Friday, December 7, 2012

Conquering pain and being limitless

Once again, Wiz Khalifa "Work Hard Play Hard"

(1) "Today we have conquered pain"

At lunch we took a nice walk through the Ether Dome exhibit (http://www.massgeneral.org/history/exhibits/etherdome/). I've been on this plan to become more tough (I'll explain later) but on one of the plaques I read the awesome quote above that exemplifies my major goal in life right now: to conquer pain (in essence, to conquer myself--read on.)

This week has proved to be extremely informative about how one small decision can have a significant impact on a number of different areas. I've joined a new gym and I've decided to go to bed earlier and I'm a much better person in a number of ways for both of those reasons. 

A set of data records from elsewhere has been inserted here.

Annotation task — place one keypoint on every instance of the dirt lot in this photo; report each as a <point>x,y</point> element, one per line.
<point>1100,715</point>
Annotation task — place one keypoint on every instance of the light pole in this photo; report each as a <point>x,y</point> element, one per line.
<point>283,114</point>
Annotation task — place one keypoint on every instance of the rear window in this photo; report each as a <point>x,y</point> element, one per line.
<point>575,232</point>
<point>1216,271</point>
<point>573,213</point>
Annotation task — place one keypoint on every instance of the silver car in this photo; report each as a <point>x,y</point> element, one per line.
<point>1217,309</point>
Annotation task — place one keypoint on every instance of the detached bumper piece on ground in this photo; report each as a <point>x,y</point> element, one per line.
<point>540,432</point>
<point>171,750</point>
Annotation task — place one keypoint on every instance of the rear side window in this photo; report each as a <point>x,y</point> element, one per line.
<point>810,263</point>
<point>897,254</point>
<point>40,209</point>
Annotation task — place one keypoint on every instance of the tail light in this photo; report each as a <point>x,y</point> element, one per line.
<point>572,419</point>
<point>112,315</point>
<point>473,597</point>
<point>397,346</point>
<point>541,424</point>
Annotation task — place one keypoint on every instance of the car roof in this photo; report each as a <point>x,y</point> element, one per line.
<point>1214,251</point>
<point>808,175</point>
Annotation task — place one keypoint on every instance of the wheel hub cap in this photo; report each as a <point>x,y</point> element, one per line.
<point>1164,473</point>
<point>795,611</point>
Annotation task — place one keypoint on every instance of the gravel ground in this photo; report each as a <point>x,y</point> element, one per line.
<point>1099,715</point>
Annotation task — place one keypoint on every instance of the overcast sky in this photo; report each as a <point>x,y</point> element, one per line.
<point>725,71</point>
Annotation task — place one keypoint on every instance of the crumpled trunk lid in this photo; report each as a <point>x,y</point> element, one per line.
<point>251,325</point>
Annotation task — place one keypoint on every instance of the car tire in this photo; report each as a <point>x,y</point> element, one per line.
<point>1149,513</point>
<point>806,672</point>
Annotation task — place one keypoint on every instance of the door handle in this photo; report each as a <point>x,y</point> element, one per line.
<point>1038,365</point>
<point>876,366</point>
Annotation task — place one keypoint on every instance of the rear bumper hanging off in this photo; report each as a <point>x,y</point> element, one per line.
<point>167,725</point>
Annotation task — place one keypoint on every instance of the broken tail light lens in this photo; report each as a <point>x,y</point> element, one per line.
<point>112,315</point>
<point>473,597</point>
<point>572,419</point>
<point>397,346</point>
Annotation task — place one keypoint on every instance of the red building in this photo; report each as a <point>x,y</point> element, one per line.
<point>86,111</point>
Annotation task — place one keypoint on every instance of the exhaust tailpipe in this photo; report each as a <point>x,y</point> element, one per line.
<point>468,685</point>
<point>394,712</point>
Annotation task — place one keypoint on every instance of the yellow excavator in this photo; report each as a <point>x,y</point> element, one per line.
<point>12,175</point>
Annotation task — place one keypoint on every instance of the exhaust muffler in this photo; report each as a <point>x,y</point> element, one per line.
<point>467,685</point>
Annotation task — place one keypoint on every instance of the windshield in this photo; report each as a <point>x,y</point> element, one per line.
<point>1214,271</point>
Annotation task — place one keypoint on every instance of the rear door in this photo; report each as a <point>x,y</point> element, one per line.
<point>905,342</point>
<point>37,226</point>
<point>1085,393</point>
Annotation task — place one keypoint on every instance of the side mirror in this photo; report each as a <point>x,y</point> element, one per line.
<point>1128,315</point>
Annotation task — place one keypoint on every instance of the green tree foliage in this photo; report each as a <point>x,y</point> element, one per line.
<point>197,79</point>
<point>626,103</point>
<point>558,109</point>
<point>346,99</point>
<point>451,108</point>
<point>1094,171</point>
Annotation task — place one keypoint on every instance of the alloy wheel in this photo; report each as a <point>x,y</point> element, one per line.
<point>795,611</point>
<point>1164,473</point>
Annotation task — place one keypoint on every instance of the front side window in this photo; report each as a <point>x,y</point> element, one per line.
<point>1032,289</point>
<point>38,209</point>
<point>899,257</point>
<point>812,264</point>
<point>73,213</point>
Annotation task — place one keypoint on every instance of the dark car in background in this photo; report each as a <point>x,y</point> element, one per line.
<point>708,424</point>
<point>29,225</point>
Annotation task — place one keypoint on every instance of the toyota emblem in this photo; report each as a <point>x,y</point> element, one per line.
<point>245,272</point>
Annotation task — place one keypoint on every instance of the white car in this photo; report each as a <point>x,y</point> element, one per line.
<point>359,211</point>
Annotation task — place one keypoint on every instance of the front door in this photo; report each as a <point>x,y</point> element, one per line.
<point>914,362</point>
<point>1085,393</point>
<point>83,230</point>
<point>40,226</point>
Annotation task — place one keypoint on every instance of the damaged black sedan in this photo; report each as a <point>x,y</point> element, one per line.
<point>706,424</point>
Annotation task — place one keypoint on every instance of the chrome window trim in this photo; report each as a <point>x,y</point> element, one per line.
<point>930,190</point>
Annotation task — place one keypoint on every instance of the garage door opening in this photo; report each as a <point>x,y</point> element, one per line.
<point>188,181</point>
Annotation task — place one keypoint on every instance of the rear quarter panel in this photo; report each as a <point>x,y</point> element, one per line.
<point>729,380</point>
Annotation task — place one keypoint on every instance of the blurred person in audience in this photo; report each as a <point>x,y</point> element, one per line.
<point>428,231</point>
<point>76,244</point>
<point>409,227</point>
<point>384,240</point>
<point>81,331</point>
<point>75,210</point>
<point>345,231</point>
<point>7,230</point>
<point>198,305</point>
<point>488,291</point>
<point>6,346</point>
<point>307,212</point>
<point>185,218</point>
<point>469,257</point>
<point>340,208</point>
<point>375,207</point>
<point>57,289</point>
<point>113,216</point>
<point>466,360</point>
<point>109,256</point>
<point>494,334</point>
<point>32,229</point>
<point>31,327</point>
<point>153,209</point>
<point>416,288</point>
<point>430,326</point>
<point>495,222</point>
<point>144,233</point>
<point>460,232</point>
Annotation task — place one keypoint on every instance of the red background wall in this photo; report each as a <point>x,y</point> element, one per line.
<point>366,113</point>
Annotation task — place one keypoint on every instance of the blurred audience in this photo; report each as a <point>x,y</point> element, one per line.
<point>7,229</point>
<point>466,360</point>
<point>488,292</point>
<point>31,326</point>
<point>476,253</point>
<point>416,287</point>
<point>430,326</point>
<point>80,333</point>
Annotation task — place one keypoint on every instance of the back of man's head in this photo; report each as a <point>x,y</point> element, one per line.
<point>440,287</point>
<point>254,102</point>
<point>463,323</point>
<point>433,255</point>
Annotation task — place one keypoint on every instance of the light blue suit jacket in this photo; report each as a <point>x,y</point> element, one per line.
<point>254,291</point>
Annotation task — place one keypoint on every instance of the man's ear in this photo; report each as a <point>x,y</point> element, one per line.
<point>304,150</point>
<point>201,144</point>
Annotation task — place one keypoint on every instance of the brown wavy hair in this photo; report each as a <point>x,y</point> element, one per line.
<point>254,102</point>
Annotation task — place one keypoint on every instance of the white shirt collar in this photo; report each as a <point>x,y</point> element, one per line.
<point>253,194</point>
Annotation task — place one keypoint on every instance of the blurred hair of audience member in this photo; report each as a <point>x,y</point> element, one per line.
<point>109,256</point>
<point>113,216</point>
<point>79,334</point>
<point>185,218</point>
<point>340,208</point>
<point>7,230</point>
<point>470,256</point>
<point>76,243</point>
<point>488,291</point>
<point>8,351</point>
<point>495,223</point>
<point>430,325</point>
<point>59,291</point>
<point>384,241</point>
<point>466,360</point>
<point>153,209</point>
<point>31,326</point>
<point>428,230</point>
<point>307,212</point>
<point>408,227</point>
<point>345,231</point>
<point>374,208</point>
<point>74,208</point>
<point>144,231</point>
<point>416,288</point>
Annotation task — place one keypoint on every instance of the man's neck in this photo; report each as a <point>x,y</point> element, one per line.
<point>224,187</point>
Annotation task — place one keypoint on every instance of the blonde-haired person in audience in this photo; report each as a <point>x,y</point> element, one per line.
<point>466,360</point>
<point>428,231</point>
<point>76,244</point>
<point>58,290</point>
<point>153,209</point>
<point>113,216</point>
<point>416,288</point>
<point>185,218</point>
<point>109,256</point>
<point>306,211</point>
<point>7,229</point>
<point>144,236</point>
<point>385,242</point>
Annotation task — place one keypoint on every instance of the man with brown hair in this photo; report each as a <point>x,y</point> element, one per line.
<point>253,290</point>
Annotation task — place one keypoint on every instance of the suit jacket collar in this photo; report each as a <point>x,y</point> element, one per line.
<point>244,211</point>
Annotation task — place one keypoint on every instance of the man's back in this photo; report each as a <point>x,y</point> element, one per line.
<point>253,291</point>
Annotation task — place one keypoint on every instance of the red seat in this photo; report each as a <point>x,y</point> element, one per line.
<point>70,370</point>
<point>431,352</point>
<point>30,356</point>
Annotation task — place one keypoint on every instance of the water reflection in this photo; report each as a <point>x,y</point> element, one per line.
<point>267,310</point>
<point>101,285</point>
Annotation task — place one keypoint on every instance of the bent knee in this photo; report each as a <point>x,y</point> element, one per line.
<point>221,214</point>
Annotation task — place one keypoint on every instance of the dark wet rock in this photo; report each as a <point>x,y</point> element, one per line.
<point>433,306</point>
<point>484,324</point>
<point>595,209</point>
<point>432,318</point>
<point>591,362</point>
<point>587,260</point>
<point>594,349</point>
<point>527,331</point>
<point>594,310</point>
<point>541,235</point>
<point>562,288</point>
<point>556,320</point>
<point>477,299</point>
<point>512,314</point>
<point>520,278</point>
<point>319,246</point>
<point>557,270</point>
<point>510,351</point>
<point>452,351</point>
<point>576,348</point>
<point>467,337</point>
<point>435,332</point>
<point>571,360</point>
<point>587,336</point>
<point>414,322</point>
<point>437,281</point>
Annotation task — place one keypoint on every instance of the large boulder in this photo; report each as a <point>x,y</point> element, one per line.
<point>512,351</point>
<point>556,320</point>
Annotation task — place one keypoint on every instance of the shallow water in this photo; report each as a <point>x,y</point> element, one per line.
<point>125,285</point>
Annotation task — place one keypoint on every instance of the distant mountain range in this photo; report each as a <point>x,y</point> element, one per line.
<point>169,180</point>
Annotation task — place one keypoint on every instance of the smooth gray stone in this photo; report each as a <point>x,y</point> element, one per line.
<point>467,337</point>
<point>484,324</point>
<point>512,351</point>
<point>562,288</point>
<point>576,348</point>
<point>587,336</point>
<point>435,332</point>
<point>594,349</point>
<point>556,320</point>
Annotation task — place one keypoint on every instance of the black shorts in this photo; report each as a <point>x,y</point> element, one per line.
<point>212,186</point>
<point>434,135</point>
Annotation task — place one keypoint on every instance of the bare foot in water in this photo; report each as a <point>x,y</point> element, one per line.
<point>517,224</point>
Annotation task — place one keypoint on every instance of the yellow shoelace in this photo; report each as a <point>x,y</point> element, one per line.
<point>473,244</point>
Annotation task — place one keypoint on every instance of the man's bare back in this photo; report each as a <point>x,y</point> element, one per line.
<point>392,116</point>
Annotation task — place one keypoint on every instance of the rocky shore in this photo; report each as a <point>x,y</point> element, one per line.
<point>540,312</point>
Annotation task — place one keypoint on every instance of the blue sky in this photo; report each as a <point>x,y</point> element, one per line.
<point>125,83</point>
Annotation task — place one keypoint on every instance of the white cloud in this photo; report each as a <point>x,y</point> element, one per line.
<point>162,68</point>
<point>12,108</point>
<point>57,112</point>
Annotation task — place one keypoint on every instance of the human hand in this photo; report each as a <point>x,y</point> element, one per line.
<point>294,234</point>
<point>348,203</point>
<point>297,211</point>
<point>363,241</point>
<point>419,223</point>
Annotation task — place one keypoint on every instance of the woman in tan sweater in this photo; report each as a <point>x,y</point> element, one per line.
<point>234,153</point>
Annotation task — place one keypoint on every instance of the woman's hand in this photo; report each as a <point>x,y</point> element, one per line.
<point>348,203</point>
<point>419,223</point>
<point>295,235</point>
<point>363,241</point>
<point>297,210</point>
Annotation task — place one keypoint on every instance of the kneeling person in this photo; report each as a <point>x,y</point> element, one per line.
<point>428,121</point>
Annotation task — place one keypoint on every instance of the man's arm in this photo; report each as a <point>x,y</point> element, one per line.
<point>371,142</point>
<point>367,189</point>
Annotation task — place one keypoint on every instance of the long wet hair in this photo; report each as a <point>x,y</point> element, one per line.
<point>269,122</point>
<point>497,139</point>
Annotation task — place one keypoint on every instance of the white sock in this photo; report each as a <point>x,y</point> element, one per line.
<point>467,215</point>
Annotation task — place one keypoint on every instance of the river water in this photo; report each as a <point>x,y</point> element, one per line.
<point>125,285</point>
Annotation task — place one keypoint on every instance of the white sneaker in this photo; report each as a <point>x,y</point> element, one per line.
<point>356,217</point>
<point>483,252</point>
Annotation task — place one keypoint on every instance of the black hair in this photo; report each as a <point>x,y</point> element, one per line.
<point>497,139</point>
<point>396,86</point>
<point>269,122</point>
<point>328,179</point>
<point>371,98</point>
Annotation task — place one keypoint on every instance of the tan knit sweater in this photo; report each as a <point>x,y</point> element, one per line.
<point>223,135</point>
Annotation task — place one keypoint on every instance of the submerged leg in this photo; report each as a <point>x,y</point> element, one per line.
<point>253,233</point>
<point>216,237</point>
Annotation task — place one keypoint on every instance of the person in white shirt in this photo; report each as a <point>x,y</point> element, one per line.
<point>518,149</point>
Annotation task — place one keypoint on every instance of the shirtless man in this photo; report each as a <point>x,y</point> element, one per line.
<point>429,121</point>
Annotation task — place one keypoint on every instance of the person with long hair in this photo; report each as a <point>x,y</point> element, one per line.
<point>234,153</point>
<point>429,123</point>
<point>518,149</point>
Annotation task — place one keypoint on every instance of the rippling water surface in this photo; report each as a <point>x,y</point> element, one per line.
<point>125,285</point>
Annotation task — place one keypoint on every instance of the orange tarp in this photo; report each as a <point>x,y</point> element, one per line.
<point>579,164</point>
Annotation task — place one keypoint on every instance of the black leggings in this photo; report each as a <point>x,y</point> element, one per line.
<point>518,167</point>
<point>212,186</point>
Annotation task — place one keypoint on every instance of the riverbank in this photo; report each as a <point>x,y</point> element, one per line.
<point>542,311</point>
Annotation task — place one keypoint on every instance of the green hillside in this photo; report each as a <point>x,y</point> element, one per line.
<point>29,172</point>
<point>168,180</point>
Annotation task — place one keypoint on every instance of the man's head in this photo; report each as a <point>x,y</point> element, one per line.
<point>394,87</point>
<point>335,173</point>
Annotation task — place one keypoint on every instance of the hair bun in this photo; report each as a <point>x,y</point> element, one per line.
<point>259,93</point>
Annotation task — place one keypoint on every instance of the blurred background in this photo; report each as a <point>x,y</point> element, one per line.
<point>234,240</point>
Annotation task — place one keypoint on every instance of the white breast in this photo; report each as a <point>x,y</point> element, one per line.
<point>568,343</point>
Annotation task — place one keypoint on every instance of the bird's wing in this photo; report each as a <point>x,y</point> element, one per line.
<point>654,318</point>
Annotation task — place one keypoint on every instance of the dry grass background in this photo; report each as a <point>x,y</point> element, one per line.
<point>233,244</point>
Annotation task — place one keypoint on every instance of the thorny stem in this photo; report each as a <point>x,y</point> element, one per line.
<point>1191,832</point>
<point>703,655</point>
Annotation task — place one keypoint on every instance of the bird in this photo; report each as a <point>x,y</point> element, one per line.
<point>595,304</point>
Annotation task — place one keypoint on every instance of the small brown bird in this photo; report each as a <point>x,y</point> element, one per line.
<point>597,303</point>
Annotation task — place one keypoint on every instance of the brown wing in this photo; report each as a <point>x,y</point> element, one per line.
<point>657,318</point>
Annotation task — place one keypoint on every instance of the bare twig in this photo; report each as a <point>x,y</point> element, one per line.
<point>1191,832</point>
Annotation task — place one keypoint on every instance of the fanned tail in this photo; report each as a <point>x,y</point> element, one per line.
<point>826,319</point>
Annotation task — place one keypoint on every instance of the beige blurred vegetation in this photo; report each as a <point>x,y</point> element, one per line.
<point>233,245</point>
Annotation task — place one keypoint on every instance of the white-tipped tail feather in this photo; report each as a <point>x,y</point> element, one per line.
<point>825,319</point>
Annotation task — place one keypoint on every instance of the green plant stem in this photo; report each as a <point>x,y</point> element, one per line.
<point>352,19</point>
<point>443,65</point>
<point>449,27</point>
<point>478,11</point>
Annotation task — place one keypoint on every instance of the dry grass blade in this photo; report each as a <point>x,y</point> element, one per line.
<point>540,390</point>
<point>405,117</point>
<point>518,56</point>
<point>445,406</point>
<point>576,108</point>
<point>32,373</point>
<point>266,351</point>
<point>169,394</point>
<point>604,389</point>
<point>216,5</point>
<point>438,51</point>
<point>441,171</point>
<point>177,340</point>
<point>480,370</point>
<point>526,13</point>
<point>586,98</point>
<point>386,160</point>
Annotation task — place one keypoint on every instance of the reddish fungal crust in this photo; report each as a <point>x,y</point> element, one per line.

(2) Whilst settling into my new routine/toughness plan I feel indestructible. I really do feel like I can climb a mountain (well...work towards climbing a mountain and make it to med school and publish my book and finish my other writing projects and master the piano.) Perhaps it's because I can now climb 10 flights of stairs with relative ease or stand for 6-8 hours and not feel it. Excruciating effort feels amazing. I found this quote a while back from the abstract of the book Aquarium by Victor Suvorov about Soviet military intelligence. I feel it really captures my current attitude on life:

Man is capable of performing miracles. A man can swim
the English Channel three times, drink a hundred mugs of
beer, walk barefoot on burning coals; he can learn thirty
languages, become an Olympic champion at boxing, invent
the television or the bicycle, become a general in the GRU
or make himself a millionaire. It's all in our own hands. 
If you want it you can get it...
Success comes only when the training, of
whatever kind (memory, muscles, mind, willpower,
stamina), takes a man to the limit of his capacity. When
the end of the training becomes torture. When a man cries
out from pain and exhaustion. Training is effective only
when it takes a man to the very limit of his capacity and
he knows exactly where the limit is...
That's the road to glory. That's the path to
success. To work only at the very limit of your capacity.
To work at the brink of collapse. You can become a
champion only if you are the sort of person who, knowing
that the bar is about to fall and crush him, nevertheless
heaves it upwards. The only ones who have conquered
themselves, who have defeated their own fear, their own
laziness and their own lack of confidence

 I have a lot on my plate left to conquer. By no means have I conquered even a fraction of what I want to do, but that's what helps me stay on track. That's what helps me get up at 430 every morning. That's what helps fix what I need to fix in health and in my life.  That's what helps me eliminate things and people that are just toxic. That's what will help me eventually conquer pain. That's what will help me conquer myself.